Cardinal Dieudonné Nzapalainga C.S.Sp., Archbishop of Bangui (Central African Republic) was born on March 14, 1967 in Mbomou, in the Diocese of Bangassou, Central African Republic. After primary school, he entered the junior seminary of St Louis of Bangassou and, afterwards the senior seminary, the Holy Apostles of Otélé, Cameroon, to study philosophy. He then continued his theological studies at Daniel Brottier Senior Seminary, in Libreville, Gabon.
He took his first vows with the Congregation of the Holy Spirit on September 8, 1993, and his final vows on September 6, 1997. He was ordained to the priesthood on August 9, 1998.
In 2009, he was appointed as apostolic administrator of Bangui, and on May 14, 2012, Pope Benedict XVI appointed him metropolitan archbishop of Bangui.
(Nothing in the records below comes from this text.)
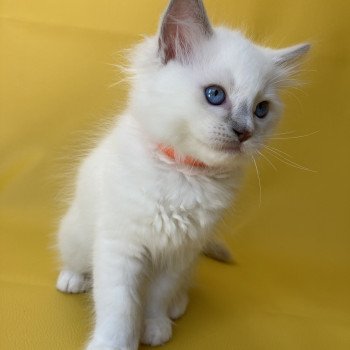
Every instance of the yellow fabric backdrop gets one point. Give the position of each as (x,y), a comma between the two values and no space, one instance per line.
(290,288)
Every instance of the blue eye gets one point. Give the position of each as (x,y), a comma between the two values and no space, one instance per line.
(215,95)
(262,109)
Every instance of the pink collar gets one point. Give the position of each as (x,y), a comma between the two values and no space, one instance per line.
(187,160)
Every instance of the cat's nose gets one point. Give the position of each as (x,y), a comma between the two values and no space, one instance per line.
(243,135)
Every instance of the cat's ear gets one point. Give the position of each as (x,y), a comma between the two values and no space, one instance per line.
(291,55)
(184,24)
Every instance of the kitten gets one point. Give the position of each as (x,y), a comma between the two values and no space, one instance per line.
(202,102)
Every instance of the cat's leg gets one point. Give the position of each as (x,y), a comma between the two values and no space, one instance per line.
(74,244)
(166,299)
(119,270)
He received his episcopal consecration on July 22 of the same year.
In July, 2013, he became the president of the Episcopal Conference of the Central African Republic, and as such, in October, 2014, attended the III Extraordinary General Assembly of the Synod of Bishops on the Family.
In November, 2015, he received Pope Francis in his diocese, who, in Bangui, opened the first holy door of the Holy Year of Mercy.
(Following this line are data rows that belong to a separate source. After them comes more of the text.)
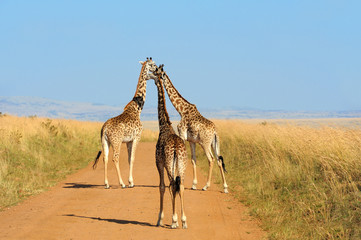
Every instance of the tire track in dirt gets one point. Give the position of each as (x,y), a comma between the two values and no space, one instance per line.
(80,208)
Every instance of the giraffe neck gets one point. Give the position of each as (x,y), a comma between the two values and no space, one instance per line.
(163,117)
(140,92)
(180,104)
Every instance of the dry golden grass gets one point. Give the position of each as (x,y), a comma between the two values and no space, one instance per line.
(35,153)
(303,182)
Cardinal Dieudonné is the youngest among the new class of cardinals, and the first ever from the Central African Republic.
Cardinal Maurice Piat C.S.Sp., Archbishop of Port-Louis, Mauritius, was born in Moka, in the Diocese of Port-Louis, on July 19, 1941. After secondary studies in Holy Spirit College, in Quatre-Bornes, Mauritius, he entered the novitiate of the Congregation of the Holy Spirit in Ireland, where he made his first religious profession on September 8, 1962. After obtaining a bachelor’s degree from University College-Dublin, he was sent to the Pontifical French College in Rome and completed a licence in theology at the Pontifical Gregorian College in 1972.
He was ordained to the priesthood on August 2, 1970. On January 21, 1991, he was appointed as coadjutor to the then archbishop of Port-Louis, Cardinal Jean Margéot, and was ordained a bishop on May 19 of the same year. On March 15, 1993, he was appointed Archbishop of the Diocese of Port-Louis.
He was president of the Episcopal Conference of the Indian Ocean (C.E.D.O.I) from 1996-2002, and again from 2013 until September of this year (2016).
Since 2000, he was a member of the Permanent Committee of the Symposium of Episcopal Conferences of Africa and Madagascar (S.C.E.A.M.) In October, 2015, he participated in the Synod of Bishops on the Family.
Out of the new cardinals, seven come from countries that have previously never had a cardinal, including: the Central African Republic, Bangladesh, Mauritius Island, Papua New Guinea, Malaysia, Lesotho and Albania.
With the 17 new cardinals included in the College of Cardinals, the number of voting cardinals comes to 121, and the number of non-voters to 107, for a grand total of 228.
In concluding his remarks to the 17 new cardinals, Pope Francis enjoined them to be like Jesus, “who constantly desires to enter the crossroads of our history to proclaim the Gospel of Mercy. Jesus continues to call us and to send us to the ‘plain’ where our people dwell. He continues to invite us to spend our lives sustaining our people in hope, so that they can be signs of reconciliation. As the Church, we are constantly being asked to open our eyes to see the wounds of so many of our brothers and sisters deprived of their dignity, deprived in their dignity.
“Today each of you, dear brothers, is asked to cherish in your own heart, and in the heart of the Church, this summons to be merciful like the Father. And to realize that if something should rightly disturb us and trouble our consciences, it is the fact that so many of our brothers and sisters are living without the strength, light and consolation born of friendship with Jesus Christ, without a community of faith to support them, without meaning and a goal in life,” the pope said.